Boldly go into the world of George Takei with a new exhibition at the Japanese American National Museum

You can soon boldly go into the world of George Takei with a visit to the Japanese American National Museum in Los Angeles.

George Takei attends the Star Trek: The Star Fleet Academy Experience at Intrepid Sea-Air-Space Museum on June 30, 2016 in New York City.
George Takei attends the Star Trek: The Star Fleet Academy Experience at Intrepid Sea-Air-Space Museum on June 30, 2016 in New York City. Image by Noam Galai/WireImage

The Star Trek actor, civil rights activist and internet superstar has donated a huge collection of items that span more than 70 years. The artefacts will form the basis of a new exhibition called New Frontiers: The Many Worlds of George Takei due to open in March 2017. The museum promises it will be an interactive experience that will focus not just on the Takei’s life, but on the broader Japanese-American experience, including the WWII internment camps on the Pacific coast. Some of the items on display will include a sculpture made by Takei’s father while the family was incarcerated during World War II, campaign materials from his 1973 Los Angeles City Council bid, scripts, photographs and fan correspondence. Takei has been heavily involved with the Los Angeles museum since it was founded 30 years ago and even served on the board of trustees. In the past he has donated individual items to the museum but this collection will be the largest made by any individual to the centre.
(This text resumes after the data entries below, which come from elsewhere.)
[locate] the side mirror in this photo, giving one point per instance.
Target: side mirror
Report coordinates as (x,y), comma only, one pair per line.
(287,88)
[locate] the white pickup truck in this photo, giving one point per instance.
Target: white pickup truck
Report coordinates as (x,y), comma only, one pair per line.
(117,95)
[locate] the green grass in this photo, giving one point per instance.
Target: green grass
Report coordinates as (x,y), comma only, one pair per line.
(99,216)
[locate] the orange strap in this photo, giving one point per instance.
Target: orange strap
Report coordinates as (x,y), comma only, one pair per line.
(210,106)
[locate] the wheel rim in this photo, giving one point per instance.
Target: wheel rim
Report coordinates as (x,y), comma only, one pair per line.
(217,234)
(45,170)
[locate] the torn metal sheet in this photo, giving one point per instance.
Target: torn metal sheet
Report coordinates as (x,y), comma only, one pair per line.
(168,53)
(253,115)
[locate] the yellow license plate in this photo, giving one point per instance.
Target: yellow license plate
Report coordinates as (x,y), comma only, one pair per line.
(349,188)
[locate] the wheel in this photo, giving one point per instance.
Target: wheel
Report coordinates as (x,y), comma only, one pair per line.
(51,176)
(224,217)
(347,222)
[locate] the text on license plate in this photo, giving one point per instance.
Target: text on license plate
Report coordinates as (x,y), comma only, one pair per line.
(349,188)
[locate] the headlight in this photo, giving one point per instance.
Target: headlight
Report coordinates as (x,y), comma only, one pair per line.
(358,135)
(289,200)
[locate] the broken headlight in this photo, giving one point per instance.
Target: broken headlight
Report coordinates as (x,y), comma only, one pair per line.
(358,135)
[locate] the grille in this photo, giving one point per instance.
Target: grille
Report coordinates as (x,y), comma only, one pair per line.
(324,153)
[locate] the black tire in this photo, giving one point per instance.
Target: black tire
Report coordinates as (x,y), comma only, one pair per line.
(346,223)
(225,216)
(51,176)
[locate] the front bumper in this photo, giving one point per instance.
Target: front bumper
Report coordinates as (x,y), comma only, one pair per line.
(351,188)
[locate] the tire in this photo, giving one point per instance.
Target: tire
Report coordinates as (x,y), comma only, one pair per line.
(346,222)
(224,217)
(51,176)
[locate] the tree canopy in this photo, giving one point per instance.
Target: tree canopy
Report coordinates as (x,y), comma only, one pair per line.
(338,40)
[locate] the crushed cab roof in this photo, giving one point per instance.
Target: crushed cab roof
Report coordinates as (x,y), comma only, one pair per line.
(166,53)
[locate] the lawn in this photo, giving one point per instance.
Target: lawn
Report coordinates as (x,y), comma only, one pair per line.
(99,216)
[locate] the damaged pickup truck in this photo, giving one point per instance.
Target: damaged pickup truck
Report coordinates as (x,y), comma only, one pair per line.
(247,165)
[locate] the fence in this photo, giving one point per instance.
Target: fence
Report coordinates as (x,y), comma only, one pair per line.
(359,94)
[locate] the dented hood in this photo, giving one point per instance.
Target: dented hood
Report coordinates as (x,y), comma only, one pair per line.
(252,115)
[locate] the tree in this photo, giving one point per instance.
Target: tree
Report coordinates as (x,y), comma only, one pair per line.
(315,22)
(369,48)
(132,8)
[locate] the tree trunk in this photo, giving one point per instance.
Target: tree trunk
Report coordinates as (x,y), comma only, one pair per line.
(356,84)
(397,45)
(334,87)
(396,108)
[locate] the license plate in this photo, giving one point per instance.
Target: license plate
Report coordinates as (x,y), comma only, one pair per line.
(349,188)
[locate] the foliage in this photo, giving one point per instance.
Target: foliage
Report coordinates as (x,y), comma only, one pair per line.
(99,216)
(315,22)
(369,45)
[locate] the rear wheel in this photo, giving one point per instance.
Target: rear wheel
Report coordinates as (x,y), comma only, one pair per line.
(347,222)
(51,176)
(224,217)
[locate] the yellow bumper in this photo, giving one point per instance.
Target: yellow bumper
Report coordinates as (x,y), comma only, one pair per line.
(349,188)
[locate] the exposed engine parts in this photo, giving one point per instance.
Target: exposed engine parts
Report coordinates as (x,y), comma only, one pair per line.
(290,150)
“It is an honour and a privilege for the Japanese American National Museum to be the repository of the George Takei Collection,” said the museum’s interim president and CEO Ann Burroughs. “George is fearless in his stand against discrimination and injustice, and in his determination to take on the toughest social issues and protect the most vulnerable. He and his husband, Brad, have assiduously collected and saved important artefacts that bring to life his many remarkable achievements. We are proud to be the stewards of this collection and will ensure that they are protected and accessible in perpetuity.” The exhibit is due to open on 12 March and remain open until 20 August 2017. The collection will also be available for scholarly research after the museum has finished processing it.